There are approximate 1,500,000 new housing starts in the US per year. If we take your estimated cost per unit of 350k (tbh I think this is high, but this is all ROM so it's not going to radically change the picture), we're already spending ~$525b/year. $5T over ten years. Hitting the 20% you suggested entails doubling that. Don't get me wrong, that's a lot of money, but an extra $5T over years for a country with the wealth of the US is not some inconceivable sum. Especially considering that most of it would be coming from the private sector rather than the government. (I also note that it is probably overkill - housing shortages are highly concentrated. WV doesn't need to increase its housing stock at all, CA needs to increase it a lot)

I'd also note that marginal shifts do matter. If the average rent goes down by $200, that suggests low end rent is also going down. It may not be a radical, sweeping improvement, but there will be people who can afford housing who couldn't before or who move from precarious to... less precarious. If building housing is unworkable than that is in effect saying the problem is unsolvable. Solving the opioid crisis is a worthy political goal, but it won't do much for homelessness.

I'd have to see if that's even true anymore with the huge increase in overdose rates in places like Washington.
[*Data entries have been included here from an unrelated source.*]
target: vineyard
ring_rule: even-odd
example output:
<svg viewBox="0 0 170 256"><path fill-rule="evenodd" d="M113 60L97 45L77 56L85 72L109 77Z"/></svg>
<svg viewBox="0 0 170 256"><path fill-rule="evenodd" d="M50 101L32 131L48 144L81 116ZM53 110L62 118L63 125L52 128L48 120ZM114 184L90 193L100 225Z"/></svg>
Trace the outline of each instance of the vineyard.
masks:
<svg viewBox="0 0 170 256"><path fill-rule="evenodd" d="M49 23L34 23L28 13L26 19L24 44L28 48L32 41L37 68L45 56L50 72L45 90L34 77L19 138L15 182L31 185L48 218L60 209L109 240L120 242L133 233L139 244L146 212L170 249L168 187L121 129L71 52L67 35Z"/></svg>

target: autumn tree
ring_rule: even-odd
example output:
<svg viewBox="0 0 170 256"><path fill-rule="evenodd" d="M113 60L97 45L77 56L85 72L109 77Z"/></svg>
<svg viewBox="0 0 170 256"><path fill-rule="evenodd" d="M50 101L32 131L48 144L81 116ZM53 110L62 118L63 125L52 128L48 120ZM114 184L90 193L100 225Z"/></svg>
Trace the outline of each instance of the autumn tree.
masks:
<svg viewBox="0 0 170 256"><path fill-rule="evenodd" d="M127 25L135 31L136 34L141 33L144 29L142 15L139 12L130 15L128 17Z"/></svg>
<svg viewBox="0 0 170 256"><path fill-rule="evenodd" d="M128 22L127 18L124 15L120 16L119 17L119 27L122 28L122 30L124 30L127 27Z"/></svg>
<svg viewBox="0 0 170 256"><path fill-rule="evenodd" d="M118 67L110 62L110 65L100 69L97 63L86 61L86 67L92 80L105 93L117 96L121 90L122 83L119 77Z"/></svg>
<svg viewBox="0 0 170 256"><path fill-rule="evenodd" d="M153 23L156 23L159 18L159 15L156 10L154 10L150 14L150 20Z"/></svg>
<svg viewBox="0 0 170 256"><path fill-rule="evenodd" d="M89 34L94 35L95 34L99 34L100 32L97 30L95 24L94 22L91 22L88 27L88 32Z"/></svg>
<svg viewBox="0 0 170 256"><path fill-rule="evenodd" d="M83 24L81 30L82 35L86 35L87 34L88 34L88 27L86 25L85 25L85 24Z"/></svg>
https://www.cdc.gov/nchs/pressroom/sosmap/drug_poisoning_mortality/drug_poisoning.htm

Even if it's equalized in the intervening time, it doesn't alter the underlying point that the relationship between drug ODs and homelessness rates are not strongly correlated. A hypothetical scenario where WA and WV have the same OD rate but WA has four times the homelessness rate does not suggest drugs are driving homelessness. On the other hand, the median home price in Charleston is $150k, in Seattle it's $800k.